Miel corse a quel punto, fuggendo sù le scale. Arrivò, respirando forte, al precipizio dove dalla porta una passerella sottile legava la torre al dirigibile. Diede il biglietto modesto alla figura al pontile, che lo stampò con le lettere “VSA” in un inchiostro rosso. Salì sulla zattera sotto la massa gonfiabile del dirigibile, e il suo cuore non ebbe tempo neanche do battere tre volte che la balena cominciò ad alzarsi silenziosamente al cielo, nel sole caldo che la spingeva verso sud.
Le montagne cadevano ai suoi piedi, la sua terra di campi verdeggianti e colline silenziosi con solo i rami e le foglie che frusciavano, che nella primavera invece si riempivano d’uccelli che arrivavano dai paesi più caldi, era piegata da lei come un foglio di un libro.
Nel momento in cui poteva ancora vedere la torre, la stazione e il bordo dell’Altopiano, vide Talla illuminata dal sole nella finestra dove s’erano lasciate. Quando vide che lei la vedeva, Talla tolse la sua bandana con una movimento fluida. Snodò il nastro bianco, la sua mantra, e la tenne tra le mani sopra la testa svelata. L’infelice giorno. Un gesto pieno di ricordi; nella mitologia del posto comunicava sia vittoria che dolore, un segno che si usava invece di gridare a lunghe distanze. Ti vedo, voleva dire. Ricordati del Cansiglio, anche. Ricordati di me.
Poi scomparve da vista. Era andata, pensò Miel, per fare la camminata indietro alla loro casa, per prendere cura dell’orto che facevano insieme, anche se era il mestiere della sorella minore. Senza le mani capaci di Miel sarebbe stato difficile prendersi cura sia della sua officina che dell’orto. E questa era la stagione tollerabile, cioè quello più importante se volevano vivere bene nella stagione calda.
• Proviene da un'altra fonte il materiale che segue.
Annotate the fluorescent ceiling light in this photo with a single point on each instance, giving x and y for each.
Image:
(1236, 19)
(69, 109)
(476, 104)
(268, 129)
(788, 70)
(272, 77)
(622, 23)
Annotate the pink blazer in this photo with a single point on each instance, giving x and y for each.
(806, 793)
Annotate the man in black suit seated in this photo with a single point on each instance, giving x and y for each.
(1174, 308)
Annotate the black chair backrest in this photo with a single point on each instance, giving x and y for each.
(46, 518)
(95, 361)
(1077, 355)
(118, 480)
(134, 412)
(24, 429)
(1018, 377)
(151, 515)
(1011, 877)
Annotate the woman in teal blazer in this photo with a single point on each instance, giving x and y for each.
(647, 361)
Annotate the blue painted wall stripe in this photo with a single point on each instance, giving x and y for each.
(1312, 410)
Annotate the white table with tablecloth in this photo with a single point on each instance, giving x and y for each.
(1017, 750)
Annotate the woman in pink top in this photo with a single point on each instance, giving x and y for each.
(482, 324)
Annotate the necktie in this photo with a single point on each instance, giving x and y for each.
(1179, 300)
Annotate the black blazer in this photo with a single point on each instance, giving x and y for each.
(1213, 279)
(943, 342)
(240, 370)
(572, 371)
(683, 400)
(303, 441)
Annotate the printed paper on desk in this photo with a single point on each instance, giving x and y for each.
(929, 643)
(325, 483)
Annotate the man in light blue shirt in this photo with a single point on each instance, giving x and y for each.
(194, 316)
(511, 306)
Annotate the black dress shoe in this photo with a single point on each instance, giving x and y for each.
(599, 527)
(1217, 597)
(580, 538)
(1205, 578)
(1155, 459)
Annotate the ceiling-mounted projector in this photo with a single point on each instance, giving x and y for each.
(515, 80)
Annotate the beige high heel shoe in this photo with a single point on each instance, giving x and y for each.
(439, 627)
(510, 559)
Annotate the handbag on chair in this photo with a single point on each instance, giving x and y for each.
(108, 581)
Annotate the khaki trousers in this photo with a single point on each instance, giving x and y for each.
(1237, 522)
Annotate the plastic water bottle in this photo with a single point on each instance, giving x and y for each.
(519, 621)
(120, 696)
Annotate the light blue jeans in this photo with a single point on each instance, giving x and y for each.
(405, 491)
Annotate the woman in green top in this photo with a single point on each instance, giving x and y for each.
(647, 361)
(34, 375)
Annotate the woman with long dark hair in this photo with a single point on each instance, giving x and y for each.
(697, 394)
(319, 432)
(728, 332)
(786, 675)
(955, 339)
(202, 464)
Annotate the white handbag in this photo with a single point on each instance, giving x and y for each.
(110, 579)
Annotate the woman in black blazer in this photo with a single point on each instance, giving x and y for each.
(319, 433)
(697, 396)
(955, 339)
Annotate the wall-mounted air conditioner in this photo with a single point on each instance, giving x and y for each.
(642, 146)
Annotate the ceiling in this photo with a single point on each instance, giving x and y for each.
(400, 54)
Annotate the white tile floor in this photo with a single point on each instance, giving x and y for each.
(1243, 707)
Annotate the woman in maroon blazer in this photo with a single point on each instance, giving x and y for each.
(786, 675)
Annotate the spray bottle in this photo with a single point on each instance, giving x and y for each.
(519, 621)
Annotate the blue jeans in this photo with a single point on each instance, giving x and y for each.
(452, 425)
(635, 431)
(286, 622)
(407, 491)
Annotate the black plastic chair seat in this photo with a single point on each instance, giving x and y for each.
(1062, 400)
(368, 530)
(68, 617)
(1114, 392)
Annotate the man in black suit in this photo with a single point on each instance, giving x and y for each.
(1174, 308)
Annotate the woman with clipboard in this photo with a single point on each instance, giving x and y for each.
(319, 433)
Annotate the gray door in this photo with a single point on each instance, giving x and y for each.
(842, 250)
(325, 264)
Per questo Talla sperò che Miel tornasse presto. Non c’era altro opportunità. I dirigibili avevano portato le notizie dal sud, e quindi la sua missione non poteva più aspettare.
Tornò dall'altra parte della piattaforma inferiore a vedere il paesaggio davanti a lei, fino all'orizzonte. Alla base delle montagne, piccoli villaggi resistevano il caldo e le inondazioni annuali dei fiumi. Miel li conosceva solo dagli scambi che il suo paese faceva ogni tanto tramite le funivie: come era detto, riso sù, castagne giù. Ora lei era lontana da quella realtà, e nella sua testa suonava la frase che creava la fascia per i suoi capelli lunghi castani, e anche il nodo del suo essere, per cui doveva pensare a lungo quell’anno specialmente. A lei il suo significato non era ancora chiaro come il sole, non ancora radicato nella sua anima come le montagne nella terra. La sua mantra che cantava della acqua umile e delle infinite strade.